The UK is a country of innovators and inventors: the birthplace of the industrial revolution, the World Wide Web and graphene. It is also a place where, arguably more than anywhere, innovation is often regarded as a means to break down barriers, reduce inequalities and empower people from every walk of life. More recently, digital technology has been a peerless force for good in Britain, acting as a great equaliser and enabling some 300,000 entrepreneurs to launch their digital startups.
Granted, challenges for the sector remain: people from disadvantaged backgrounds can sometimes feel alienated from technology companies; digital skills are unevenly taught and valorised across the country; and Britain’s infrastructure is not always up to the task of providing everyone with the tools of connectivity. Still, innovators, businesses and institutions alike are rising to the task of bridging those gaps.
How that is happening was one of the key themes touched upon during a roundtable discussion at Vogue House, Mayfair, on July 3. Sponsored by Cisco and hosted by WIRED editor Greg Williams, the event brought together several leaders from across the country to map out what genuine digital inclusion should look like.
One attendee defined digital inclusion as giving everyone an equal and fair opportunity to access the country’s digital tools and infrastructure in a meaningful and useful way. But how does that principle translate in different contexts?
A glance at the UK’s productivity map reveals that economic productivity goes hand in hand with the embrace of digital technology. Analysis carried out jointly by Cisco and economists from Oxford Economics found a direct link between technology investment and productivity.
Over the next few months, the impending launch of superfast 5G internet in the UK will present an opportunity to further tear down regional divides. While some of the attendees expressed concern that an uneven roll-out of the technology across the country might have the unintended consequence of entrenching existing disparities, most agreed that 5G has the opportunity to be a game-changer. The new technology could fast-track connectivity in less well-served regions and rural locations, make cities and towns smarter and more productive thanks to IoT applications, and power a connected vehicle revolution.
Still, some of the speakers attending the roundtable discussion pointed out that connectivity by itself is only part of the story. As the Cisco-Oxford study shows, digital tech jobs make up 6.2 per cent of the 50 best performing regions’ workforce, whereas worst-performing areas account for around half of that. While better infrastructure is imperative to change this situation, the question of unequal access to digital skills across various regions also needs addressing.
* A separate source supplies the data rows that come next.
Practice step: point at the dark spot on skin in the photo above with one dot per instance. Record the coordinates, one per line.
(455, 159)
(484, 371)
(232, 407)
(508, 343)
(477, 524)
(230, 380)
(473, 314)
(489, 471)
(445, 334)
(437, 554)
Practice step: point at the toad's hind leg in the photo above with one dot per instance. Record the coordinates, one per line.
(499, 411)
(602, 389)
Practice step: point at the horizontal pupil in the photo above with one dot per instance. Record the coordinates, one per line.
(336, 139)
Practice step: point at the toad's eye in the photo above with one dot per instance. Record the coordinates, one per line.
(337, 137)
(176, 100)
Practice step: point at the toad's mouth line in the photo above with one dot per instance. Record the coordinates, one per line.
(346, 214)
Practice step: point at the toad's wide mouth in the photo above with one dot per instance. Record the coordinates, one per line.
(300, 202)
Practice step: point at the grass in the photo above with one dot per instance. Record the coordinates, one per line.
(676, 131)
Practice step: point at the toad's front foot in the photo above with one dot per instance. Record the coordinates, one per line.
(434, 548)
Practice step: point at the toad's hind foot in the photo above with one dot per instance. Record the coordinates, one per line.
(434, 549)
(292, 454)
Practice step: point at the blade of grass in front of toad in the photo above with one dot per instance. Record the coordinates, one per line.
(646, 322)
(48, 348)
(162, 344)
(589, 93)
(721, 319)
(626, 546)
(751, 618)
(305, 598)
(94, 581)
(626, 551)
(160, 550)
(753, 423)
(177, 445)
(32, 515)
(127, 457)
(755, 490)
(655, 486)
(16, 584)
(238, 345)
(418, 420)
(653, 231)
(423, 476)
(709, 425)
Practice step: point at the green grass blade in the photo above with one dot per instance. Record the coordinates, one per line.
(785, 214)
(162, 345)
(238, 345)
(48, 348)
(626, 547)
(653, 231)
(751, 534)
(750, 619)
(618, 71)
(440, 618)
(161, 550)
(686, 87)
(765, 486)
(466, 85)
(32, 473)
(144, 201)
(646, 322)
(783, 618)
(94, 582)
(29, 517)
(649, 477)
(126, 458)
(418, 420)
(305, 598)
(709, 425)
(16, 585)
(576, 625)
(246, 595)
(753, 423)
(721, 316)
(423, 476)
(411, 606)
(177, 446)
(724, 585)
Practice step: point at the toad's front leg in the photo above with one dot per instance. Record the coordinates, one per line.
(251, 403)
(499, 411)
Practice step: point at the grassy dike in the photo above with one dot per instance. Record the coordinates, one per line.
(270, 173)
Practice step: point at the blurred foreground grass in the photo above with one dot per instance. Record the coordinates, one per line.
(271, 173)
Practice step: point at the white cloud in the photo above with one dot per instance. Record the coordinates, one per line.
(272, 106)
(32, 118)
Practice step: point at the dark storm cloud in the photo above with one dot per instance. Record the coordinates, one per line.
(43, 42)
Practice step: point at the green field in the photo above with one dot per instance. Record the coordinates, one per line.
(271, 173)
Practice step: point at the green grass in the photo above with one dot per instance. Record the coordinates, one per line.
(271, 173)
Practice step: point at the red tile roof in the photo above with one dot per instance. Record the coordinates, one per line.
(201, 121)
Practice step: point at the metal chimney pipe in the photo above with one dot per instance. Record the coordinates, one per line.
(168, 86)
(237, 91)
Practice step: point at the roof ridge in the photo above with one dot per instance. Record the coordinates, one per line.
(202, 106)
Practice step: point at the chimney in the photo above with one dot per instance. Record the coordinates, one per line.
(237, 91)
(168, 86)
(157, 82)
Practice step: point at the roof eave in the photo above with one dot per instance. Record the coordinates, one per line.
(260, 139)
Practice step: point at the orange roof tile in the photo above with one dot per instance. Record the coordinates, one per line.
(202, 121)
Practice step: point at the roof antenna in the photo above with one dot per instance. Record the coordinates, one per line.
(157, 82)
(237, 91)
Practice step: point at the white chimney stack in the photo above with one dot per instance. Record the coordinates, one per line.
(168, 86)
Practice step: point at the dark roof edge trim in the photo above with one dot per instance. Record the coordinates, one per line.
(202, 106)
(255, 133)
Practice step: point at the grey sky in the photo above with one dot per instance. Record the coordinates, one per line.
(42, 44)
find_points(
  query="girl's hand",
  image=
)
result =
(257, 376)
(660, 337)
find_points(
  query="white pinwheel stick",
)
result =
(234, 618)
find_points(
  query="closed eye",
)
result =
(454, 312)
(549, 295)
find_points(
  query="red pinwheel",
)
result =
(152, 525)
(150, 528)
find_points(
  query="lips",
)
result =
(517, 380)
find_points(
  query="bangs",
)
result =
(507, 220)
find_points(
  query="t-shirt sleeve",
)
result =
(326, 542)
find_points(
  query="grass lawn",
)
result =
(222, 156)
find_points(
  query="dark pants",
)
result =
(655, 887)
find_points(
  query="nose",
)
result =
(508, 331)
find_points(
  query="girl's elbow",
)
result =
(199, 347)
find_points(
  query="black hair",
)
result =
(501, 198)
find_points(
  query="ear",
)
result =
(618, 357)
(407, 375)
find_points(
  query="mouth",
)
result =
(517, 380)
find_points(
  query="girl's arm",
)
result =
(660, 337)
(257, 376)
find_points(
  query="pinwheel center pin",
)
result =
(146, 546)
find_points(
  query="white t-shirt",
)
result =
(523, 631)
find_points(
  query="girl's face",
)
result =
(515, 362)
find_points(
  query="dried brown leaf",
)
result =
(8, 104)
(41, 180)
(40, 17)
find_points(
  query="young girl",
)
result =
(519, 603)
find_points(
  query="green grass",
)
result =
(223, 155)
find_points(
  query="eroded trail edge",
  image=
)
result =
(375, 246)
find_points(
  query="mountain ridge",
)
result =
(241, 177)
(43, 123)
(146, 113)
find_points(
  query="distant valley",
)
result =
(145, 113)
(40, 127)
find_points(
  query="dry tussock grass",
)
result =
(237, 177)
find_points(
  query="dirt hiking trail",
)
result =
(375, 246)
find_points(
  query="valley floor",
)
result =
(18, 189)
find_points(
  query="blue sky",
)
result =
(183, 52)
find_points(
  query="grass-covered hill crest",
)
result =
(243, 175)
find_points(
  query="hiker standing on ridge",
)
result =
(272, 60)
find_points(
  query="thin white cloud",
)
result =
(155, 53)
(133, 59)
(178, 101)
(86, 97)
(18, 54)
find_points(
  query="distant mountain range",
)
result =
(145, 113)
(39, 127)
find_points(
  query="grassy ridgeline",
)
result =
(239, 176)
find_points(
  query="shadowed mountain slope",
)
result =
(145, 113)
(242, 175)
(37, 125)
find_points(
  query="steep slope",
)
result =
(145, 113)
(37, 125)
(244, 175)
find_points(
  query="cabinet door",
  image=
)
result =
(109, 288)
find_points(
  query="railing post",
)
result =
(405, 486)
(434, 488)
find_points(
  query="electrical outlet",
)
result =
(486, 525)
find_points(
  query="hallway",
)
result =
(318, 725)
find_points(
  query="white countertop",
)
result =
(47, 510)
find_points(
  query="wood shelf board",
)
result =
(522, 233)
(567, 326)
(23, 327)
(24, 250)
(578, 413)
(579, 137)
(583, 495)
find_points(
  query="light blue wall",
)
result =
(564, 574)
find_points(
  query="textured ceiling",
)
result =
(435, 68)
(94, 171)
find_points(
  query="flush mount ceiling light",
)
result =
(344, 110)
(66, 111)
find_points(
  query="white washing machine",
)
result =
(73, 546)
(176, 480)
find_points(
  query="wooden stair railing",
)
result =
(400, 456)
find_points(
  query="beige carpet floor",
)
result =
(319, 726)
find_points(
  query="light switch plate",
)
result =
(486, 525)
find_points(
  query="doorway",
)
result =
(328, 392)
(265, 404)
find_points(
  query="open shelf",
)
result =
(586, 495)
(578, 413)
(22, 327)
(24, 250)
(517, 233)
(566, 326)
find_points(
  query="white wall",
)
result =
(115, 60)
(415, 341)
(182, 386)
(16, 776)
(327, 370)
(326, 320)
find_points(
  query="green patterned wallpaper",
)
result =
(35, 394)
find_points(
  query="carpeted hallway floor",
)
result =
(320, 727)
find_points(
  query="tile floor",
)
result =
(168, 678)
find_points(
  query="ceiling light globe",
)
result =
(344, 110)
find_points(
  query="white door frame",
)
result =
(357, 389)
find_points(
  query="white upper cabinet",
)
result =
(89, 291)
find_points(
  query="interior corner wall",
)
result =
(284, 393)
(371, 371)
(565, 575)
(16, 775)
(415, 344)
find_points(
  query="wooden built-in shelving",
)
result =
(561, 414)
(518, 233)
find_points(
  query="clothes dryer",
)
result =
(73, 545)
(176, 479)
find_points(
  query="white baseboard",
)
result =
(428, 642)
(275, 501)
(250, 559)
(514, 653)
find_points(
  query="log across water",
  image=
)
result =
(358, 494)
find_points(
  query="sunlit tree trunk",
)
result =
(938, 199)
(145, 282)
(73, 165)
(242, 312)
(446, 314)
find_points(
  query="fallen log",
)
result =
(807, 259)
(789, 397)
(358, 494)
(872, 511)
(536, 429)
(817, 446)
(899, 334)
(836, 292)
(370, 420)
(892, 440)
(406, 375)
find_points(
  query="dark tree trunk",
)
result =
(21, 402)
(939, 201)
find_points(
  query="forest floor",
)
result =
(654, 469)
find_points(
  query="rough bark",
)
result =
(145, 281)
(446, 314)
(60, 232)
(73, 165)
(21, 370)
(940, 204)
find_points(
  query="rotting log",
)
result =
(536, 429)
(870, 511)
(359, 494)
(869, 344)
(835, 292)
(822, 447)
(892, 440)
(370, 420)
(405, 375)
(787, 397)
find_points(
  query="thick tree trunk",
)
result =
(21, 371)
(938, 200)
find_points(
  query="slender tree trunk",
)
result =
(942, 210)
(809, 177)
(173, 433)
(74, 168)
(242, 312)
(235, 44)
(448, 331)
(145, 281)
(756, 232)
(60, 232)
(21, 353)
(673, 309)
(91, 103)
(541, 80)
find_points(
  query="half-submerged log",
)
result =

Some attendees underlined that this is a multifaceted challenge. Barriers to access can be eminently material: young people from less affluent backgrounds, for instance, often cannot afford cutting-edge digital devices, which are of the utmost importance to hone their skills. That has been changing thanks to initiatives backed by organisations that are donating computers to schools across the country, and by a series of government initiatives aiming at bringing digitalisation among pupils (already in 2014, 70 per cent of British schools boasted the presence of tablets in the classroom.) Cisco itself has been spearheading change with the NetAcademy programme, whose aim is improving the digital skills of a quarter of a million UK residents by the end of 2020. But there is still a lot to do to bring more people into the fold: one attendee noticed that up to 700,000 British young people still don’t have access to the internet in their homes.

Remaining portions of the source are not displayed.